I’m not the biggest Avenged Sevenfold guy — but Nightmare is a killer album, and I respect what they’ve done for metal’s reach. More to the point: I run an independent metal site. So when a prominent metal band finally owns their own music after 26 years in the industry, I’m posting it.
On May 19, A7X announced they’ve purchased back the master recordings and rights to The Stage, The Stage (Deluxe Edition), and Live at the Grammy Museum from Capitol Records. Combined with the completion of their Warner deal — wrapped when Life Is But A Dream… came out in 2023 — the band is now fully independent. For the first time in their existence, they own everything.

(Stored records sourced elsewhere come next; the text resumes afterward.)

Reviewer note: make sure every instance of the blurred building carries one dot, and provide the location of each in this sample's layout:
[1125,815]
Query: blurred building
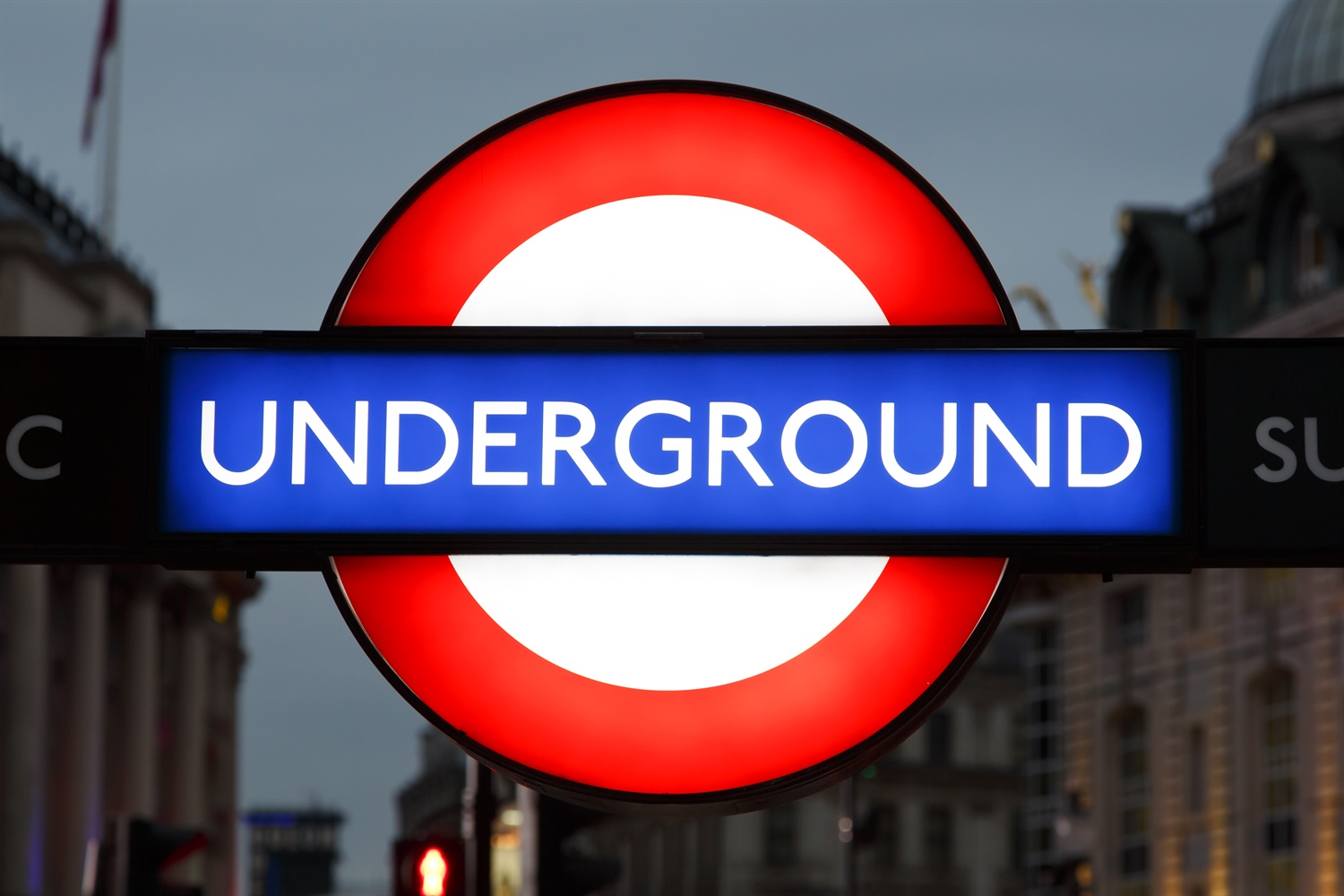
[940,815]
[1185,732]
[292,852]
[118,685]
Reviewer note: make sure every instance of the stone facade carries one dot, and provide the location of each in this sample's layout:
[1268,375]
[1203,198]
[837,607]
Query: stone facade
[118,685]
[1198,740]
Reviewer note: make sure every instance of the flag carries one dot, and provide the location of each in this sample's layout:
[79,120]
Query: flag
[102,47]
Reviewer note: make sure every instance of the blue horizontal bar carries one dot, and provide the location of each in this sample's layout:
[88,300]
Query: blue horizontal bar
[862,443]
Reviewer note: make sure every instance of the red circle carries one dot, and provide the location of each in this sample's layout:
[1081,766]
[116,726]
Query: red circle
[852,201]
[499,694]
[852,692]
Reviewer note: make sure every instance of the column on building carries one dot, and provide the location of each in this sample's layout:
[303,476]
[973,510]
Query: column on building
[187,804]
[139,724]
[26,592]
[78,821]
[185,786]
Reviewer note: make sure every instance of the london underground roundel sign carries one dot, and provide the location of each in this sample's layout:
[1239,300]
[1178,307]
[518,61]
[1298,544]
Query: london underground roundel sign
[728,683]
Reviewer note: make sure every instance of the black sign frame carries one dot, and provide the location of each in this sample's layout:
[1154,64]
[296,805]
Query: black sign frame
[1037,551]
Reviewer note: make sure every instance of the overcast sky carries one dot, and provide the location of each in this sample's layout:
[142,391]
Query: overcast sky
[263,142]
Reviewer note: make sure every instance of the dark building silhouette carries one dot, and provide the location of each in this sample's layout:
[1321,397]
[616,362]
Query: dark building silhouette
[1185,737]
[292,852]
[118,685]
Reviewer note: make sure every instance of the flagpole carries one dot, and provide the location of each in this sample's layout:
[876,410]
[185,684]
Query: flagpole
[110,140]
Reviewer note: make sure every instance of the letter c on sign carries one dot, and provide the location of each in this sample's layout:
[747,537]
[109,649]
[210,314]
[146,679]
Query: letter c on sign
[11,447]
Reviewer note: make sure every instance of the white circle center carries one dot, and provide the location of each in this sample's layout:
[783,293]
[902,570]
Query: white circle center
[663,622]
[669,261]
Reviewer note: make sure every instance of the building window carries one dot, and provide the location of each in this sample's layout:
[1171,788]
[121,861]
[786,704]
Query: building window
[1301,252]
[1195,797]
[1312,271]
[781,836]
[938,739]
[938,837]
[1279,771]
[1128,618]
[884,841]
[1133,804]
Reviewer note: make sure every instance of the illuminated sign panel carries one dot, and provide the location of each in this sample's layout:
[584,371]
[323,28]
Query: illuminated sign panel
[824,443]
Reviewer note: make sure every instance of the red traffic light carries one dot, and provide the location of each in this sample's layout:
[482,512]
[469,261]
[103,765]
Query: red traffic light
[433,872]
[427,866]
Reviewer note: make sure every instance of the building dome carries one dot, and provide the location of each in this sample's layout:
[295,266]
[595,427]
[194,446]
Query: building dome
[1304,56]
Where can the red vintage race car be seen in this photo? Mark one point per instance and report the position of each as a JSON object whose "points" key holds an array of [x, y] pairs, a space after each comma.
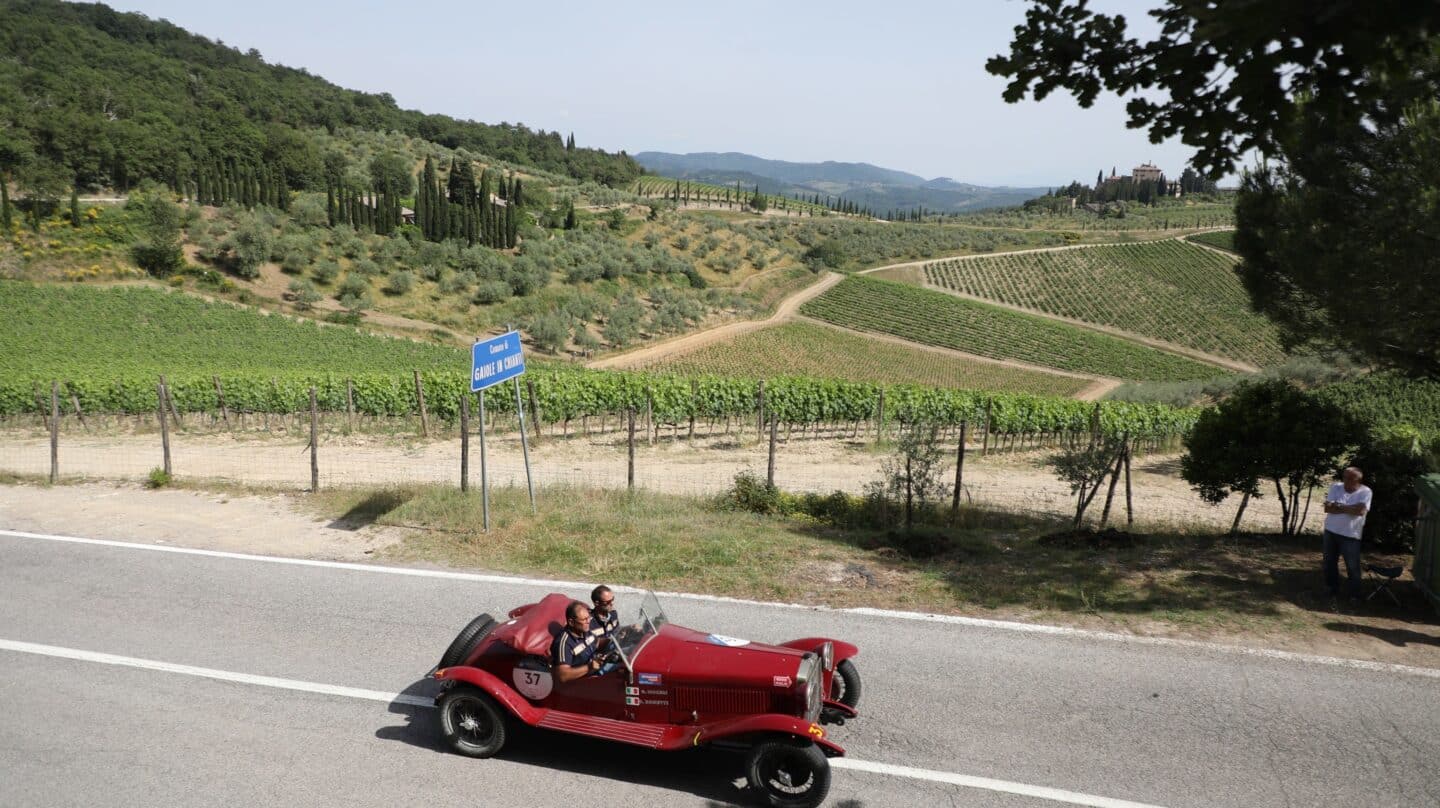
{"points": [[661, 687]]}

Think about what that actually means. To get big in this industry, you sign away the rights to your own creative output. That’s the deal. And most artists — most bands — never make it back to the other side. The catalog sits with the label forever. A7X spent years under Warner, sued their way out via California’s seven-year rule, put The Stage out through Capitol, went back to Warner to finish the contract, and finally — after all of it — clawed their way to full ownership. That’s an almost unheard-of outcome. The music that made them is actually theirs now.
If you’ve got The Stage saved in any playlists, the band flagged it may need to be re-added as the rights transfer takes effect across streaming platforms.
It shouldn’t be this hard to own your own work. Good for them.